過去の養育費
本来は離婚時に養育費の取り決めをすることが通常ですが,とにかく離婚をしたいとか,DVから逃れるためなど,養育費の明確な取り決めをしないまま離婚し,何年も経過することがあります。
子が20歳になるまでは,資力のある方は,養育費を負担する義務がありますから,今後の養育費については,子が20歳になるまでいつでも請求することができます。
では,過去の養育費を請求することはできるのでしょうか。
数年間養育費を受け取っていない場合など,過去の養育費の未払い分はかなりの金額になることが多いので,過去の養育費を請求できないかが問題となります。
この点,養育費を請求した時点から請求できるいう立場の審判例もありますが,多くの審判例は,請求時に限らず,扶養権利者が扶養を必要として,かつ,扶養義務者が扶養することが可能な状態にあった場合には,具体的な扶養義務,扶養請求権が発生するとしています。

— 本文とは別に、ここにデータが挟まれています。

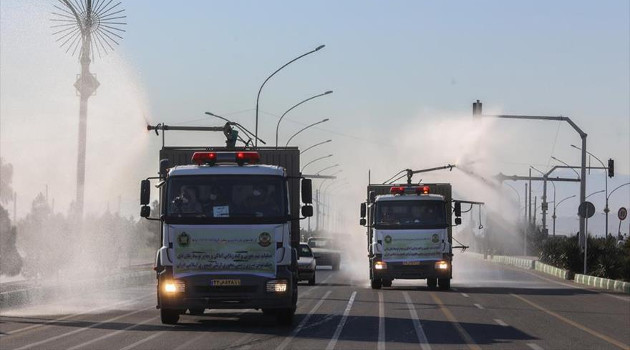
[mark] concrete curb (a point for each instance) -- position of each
(40, 293)
(604, 283)
(552, 270)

もっとも,この場合でも,公平の観点から,相当の範囲に限定されることが多いです。
ケースによっては1000万円を超える場合もあるでしょうから,そのような場合に,ケースによって相当な範囲に限定するというのは,常識的に考えて頷けます。
なお,養育費支払いの合意があった場合には,当然に,未払い分全額の請求が可能です。